My initial impressions of the day focus on three salient themes:
THEME ONE: "WEATHERING THE STORMS": With voice recorder at hand, I began with my niece. As the event was scheduled outside-and there were rain showers in the morning, which were predicted to last- she commented on how several of us began our morning wondering/texting each other if we should cancel, postpone it, move it to an indoor locale, or take a chance and keep it as is, since food, reservation, and plans had been made. She explained how we moved forward with it, and sun was finally shining and we're together enjoying. No doubt, many of us have weathered the storms of life-and family life- acknowledged them, moved through them and experience Light, calm and clement weather, understanding that there will be another storm-perhaps too soon- but at the end of the day, we have family to come together, to be there, and to break bread with...Lots of it.
THEME TWO: FOOD: How is it that some of us from the younger generation (and we're not so young) were wondering if there would be enough food? For us, a potluck means bringing/buying one dish or so. As families arrived with these extra large dishes/pots/trays, on average 2-3 dishes each family, we laughed thinking that we actually entertained a moment of doubt. It was beautiful to see how much pride they took in the preparations of food, which to me was a total expression of love. It was also interesting to recognize how my palate reawakened memories as one food in particular, I had not had in over a decade: My mother used to make it and it was one of my favorites.
THEME THREE: LOVE OF COUNTRY: Our area was decorated with American flags and red/white and blue table cloths. I first thought that my niece was recycling Fourth of July decorations, but upon further reflection it was apropos of family experience: While I can (and do) deconstruct the "American exceptionalism" narrative, I see that our family-many of whom are first generation immigrants- are grateful for this country (as I am) and have keen awareness of how it extended economic, political, religious and social freedoms beyond anything they/we could imagine in the countries of their birth.
I began and ended the voice recording with my niece,( i.e., I did't record anyone else).

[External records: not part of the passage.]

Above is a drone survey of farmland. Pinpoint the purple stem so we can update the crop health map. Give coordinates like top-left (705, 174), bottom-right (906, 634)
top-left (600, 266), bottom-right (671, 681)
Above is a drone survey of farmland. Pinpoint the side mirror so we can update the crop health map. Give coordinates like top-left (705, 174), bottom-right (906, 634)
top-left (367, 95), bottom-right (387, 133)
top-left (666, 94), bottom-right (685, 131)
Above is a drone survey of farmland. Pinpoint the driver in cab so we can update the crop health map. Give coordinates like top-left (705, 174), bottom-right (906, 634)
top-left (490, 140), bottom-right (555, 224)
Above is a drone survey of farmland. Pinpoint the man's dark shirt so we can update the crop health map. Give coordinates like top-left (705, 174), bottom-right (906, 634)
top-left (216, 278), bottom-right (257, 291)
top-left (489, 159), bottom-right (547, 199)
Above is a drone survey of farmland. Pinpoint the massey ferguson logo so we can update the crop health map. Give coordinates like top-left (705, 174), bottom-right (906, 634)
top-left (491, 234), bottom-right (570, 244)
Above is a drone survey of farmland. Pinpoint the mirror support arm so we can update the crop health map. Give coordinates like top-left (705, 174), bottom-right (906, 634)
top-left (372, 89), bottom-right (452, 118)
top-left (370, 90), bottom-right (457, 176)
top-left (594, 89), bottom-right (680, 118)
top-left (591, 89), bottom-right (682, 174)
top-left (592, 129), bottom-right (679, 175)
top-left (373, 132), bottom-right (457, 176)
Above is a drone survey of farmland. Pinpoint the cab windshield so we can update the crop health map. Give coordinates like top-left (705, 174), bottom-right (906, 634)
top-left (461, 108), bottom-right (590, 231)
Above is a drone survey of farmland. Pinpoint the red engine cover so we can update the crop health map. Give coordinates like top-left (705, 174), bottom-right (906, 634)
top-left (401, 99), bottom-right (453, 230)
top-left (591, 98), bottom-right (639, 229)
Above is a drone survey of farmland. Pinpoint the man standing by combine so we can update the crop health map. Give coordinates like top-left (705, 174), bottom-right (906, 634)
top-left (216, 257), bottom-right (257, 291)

I imagine at another reunion, I can gather the oral histories of family life. For today, I was grateful to be with them, take it all in, and have the experiences "recorded" in the feelings, food, fun, and gratitude I was attuned to. When the next storm hits-especially if it involves family-may these moments come to mind.
Indeed, memory, too, can be a choice. It is in the personal and/or collective stories we tell about the memory, which can impact the way we feel, the way others feel around us and how events are re-remembered for generations and generations to come.